It’s a commonly held belief among some consumers that credit cards should be avoided completely. While there are certainly risks to consider, using a credit card wisely is an excellent way to build credit and establish a history that will help lenders evaluate your credit worthiness. Here are some smart credit card practices to help improve credit without amassing too much debt.
Using a Credit Card to Build Credit
Whether repairing your credit or establishing a history for the first time, a credit card can be a useful tool. Before you sign up and start spending, learn some best practices to help avoid credit problems.
Credit Card Pro Tips:
- Limit Yourself to One Card – Don’t apply for multiple cards. Each time you apply for a credit card, the creditor will make a credit inquiry. These inquiries get included on your credit report and can lower your score. Research a few credit card options to evaluate which will suit your needs best. Sticking with just one card at first will reduce the risk of overspending and being unable to eliminate debt.
- Choose the Right Card – When choosing a card, read and understand all of the terms and conditions before signing up. Don’t choose a card based on rewards or sign-up bonuses. Consider your specific financial needs and select a card that doesn’t charge excessive fees. Check out NerdWallet’s Best Credit Cards of 2016 to compare cards side-by-side.
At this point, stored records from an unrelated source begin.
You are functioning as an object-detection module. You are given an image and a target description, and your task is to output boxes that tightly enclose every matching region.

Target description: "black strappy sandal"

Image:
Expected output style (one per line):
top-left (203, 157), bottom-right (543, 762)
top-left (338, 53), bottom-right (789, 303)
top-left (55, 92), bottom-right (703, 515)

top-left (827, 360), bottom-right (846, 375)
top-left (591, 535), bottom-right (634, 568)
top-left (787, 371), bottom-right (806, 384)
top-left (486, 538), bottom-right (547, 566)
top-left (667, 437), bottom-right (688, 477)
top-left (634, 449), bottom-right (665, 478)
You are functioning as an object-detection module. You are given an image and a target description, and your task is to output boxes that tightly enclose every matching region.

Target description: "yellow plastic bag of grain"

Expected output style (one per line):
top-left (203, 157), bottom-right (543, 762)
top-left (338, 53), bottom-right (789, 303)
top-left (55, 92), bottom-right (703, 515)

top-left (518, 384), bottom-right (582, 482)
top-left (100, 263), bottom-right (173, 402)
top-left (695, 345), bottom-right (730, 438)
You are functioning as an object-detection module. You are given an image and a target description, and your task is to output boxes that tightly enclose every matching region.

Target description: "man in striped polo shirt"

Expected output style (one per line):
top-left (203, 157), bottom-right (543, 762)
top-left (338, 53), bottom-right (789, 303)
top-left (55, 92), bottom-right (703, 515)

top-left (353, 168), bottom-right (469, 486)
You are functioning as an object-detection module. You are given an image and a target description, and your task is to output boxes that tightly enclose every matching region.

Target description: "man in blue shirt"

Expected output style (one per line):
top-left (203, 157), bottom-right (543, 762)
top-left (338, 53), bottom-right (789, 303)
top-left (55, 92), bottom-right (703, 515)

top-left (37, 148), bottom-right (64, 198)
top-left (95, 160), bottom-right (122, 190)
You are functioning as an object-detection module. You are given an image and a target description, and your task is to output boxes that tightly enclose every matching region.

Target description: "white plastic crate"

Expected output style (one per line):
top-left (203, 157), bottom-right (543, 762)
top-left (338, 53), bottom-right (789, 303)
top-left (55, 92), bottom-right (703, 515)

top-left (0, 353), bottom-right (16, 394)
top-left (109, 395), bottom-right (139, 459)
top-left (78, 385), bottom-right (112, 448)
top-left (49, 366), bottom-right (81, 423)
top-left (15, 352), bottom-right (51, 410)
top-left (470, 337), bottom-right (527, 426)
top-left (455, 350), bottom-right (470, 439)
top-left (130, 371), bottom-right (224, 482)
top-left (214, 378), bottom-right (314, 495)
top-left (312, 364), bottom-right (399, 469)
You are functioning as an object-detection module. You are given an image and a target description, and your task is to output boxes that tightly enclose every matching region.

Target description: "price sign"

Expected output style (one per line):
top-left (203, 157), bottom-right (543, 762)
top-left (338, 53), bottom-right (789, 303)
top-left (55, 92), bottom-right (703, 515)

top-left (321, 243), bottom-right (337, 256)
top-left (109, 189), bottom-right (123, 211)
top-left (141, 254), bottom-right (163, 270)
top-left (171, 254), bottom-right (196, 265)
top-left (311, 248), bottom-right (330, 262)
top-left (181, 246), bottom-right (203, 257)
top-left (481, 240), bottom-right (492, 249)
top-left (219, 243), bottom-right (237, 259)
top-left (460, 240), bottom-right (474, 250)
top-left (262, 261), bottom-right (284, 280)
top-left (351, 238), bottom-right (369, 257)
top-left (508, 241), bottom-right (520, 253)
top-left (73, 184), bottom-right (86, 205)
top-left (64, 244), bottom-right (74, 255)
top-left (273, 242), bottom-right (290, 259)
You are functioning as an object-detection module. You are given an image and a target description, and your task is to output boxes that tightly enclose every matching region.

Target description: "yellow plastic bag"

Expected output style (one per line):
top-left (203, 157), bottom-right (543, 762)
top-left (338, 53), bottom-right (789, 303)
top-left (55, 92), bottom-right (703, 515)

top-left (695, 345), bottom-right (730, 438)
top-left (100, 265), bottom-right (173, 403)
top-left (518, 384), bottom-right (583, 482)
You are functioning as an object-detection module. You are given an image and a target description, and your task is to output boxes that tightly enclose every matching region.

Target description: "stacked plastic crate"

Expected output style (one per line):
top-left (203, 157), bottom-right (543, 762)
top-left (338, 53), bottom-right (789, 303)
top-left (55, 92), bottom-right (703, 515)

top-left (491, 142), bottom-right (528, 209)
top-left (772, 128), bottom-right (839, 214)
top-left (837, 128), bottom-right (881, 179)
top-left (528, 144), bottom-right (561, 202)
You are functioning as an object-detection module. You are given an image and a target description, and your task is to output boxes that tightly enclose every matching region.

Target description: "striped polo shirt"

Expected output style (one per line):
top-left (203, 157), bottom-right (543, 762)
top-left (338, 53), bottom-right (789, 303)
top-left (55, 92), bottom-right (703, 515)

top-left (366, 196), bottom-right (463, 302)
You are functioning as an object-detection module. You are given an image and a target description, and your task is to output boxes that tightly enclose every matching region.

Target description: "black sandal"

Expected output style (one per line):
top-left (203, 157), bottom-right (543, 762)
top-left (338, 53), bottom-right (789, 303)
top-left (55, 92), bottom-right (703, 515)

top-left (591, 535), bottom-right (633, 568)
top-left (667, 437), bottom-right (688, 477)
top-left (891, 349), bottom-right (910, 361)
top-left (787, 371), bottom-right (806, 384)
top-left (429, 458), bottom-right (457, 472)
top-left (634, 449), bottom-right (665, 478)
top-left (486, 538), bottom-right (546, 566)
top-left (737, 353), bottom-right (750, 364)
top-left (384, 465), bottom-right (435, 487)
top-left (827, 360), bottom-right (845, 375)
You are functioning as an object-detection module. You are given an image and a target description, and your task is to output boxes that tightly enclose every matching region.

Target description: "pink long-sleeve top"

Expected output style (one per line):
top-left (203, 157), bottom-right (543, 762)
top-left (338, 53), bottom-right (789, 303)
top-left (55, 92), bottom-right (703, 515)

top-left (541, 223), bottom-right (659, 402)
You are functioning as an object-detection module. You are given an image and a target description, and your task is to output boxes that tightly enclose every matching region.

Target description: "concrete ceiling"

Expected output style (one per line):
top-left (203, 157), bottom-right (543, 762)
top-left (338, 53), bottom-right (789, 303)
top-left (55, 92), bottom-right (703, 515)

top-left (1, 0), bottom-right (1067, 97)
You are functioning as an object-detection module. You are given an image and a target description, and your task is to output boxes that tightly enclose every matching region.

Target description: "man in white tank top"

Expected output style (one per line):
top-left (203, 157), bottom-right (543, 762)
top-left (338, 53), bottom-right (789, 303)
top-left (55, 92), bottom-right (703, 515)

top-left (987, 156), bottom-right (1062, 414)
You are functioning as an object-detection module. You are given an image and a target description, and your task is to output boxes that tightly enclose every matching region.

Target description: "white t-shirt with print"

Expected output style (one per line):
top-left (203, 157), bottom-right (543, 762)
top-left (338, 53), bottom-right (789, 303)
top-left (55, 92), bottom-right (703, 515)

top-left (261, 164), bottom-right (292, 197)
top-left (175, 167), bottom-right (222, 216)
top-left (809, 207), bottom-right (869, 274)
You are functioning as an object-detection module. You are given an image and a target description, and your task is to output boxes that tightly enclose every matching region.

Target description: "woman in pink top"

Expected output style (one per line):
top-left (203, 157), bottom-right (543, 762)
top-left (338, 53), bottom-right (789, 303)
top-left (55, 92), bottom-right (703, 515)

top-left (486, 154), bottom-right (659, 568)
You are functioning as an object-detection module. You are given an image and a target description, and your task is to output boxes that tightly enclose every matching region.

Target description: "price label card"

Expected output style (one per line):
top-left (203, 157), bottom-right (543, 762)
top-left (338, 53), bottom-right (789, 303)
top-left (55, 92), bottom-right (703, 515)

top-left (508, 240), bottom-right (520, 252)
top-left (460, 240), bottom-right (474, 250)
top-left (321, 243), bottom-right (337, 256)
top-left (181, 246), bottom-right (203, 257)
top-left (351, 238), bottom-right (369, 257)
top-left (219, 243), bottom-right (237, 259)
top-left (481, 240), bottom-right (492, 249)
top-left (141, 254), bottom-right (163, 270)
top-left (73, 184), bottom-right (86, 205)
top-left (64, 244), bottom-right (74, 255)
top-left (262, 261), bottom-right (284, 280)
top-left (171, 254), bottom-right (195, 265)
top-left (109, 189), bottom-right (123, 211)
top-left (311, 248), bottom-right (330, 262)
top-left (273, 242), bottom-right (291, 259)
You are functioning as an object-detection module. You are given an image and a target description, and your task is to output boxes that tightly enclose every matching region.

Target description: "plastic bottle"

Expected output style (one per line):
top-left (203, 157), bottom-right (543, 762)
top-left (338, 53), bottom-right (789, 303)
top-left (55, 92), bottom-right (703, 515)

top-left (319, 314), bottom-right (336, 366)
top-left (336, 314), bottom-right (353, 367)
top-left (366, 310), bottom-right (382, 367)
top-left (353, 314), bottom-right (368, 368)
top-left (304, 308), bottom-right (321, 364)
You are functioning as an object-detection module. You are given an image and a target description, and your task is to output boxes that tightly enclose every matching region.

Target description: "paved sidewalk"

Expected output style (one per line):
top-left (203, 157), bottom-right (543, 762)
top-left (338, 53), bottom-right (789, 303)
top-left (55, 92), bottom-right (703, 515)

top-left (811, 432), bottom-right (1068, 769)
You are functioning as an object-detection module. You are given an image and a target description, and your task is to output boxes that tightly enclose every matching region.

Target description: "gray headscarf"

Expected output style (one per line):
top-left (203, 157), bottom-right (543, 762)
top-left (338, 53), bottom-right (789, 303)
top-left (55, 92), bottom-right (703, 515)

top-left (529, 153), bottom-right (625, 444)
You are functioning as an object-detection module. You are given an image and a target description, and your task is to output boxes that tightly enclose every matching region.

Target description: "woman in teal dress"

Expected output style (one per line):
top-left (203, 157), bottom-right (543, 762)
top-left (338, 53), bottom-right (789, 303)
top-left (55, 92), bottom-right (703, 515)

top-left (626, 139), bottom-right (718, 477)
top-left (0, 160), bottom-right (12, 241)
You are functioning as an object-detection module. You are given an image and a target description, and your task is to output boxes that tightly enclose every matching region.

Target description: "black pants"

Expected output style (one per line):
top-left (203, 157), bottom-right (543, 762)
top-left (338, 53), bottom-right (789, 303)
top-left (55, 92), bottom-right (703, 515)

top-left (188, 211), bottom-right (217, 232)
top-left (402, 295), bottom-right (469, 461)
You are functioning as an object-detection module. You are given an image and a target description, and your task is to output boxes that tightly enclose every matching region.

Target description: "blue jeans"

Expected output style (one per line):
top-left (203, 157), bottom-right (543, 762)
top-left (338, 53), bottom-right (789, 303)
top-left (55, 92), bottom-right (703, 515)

- Consider a Secured Credit Card – To open a secured card, a consumer must put down a deposit to act as collateral. This is the safest type of card to start out with and easiest to qualify for because the collateral reduces the risk of defaulting on the debt. These cards typically have a low limit to start, which is another safeguard to prevent problems with managing credit card debt.
- Keep the Balance Low – When using a credit card to build or repair credit, keeping a manageable balance is critical. The card holder should pay off the balance completely each month. Treating the credit card like a debit card is one way to limit unnecessary spending.
Stay Smart by Building Slowly
In order to reap the benefits of having a credit card, you do need to use it. However, this doesn’t mean the balance ever has to go higher than $10 at any point. Start by making one small purchase per week with the card, and pay off the balance completely before the due date each month.
Smart and steady credit use that doesn’t result in long-term credit card debt looks great on your credit report. Once you understand the credit card basics, you can upgrade to an unsecured card or rewards card. Just stay smart, build credit slowly, and never get in over your head.